The sirens are approaching. The flashing lights illuminate the driveway in waves of red and blue. I slink into the shadows of the cypress and the oak, running my still shining fingers over the rough bark in a gentle farewell to tea parties in their shade.
* * *
The apartment is filthy and dark and damp and full of sleepers. They are scattered about, their rhythms out of sync with one another so all that can be heard is the low, steady whisper-exodus of breath; one long, constant exhale.
I sit on the floor, my body curled into a corner of the room, and draw pictures of little girls with a stub of pencil. It is too dark to see. My fingers are guided by memory over brow ridges and around the edges of chipped tea cups.
A dog silently pads through the maze of bodies and finds me. It licks my hands, my wounds. The dog is right. There are no little girls here, only wood pulp and graphite.
* * *
I go to the Halloween party dressed as a zombie, an undead. It feels appropriate. I’ve cut my clothes, exposing as much cleavage and thigh as society will allow. The band plays Monster Mash and eager singles crowd the bar, pressing their bodies against one another as they order drinks with names like Bloody Mary or Dark and Stormy, drinks to suit the occasion.

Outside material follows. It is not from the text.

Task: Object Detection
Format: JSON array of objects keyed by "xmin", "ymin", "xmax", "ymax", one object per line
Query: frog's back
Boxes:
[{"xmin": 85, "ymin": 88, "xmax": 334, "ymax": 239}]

A man in a vampire cape moves in close and we dance. Life is short. We don’t have a lot of time, so we dance.
* * *
The baby stays asleep as I bend down and place a soft kiss on her forehead. It never felt like abandonment before the tea parties and the cicada skins, but now the infantile smell pulls me in and doesn’t want to let me go.
But I know better than to stay too long.
My husband is snoring in the bedroom. I creep down the hallway, as I have on so many nights, and lock the door behind me for the last time.
I follow the moon eight blocks to the old house.
My fingers caress the cypress as I pass through its shadow. The windows are dark, but I’ve seen, on my early evening walks, the silhouette of the bunk beds in which the girls now sleep. I sit on the grass beneath the closest window.
I wonder how they remember me, whether they think of afternoons spent spinning around and around until we lost our balance and fell to the ground, or only as a hollow skin, devoid of warmth and motherly love.
They will understand, I tell myself. When the time comes, when they grow beyond the limits of themselves and fly into the world, they will remember me. I tell myself this. Maybe it is true.
Until then, I offer the only apology I know how to give. I sit like a shy ghost in the light of the moon and, with my eyes turned to the window, I sing.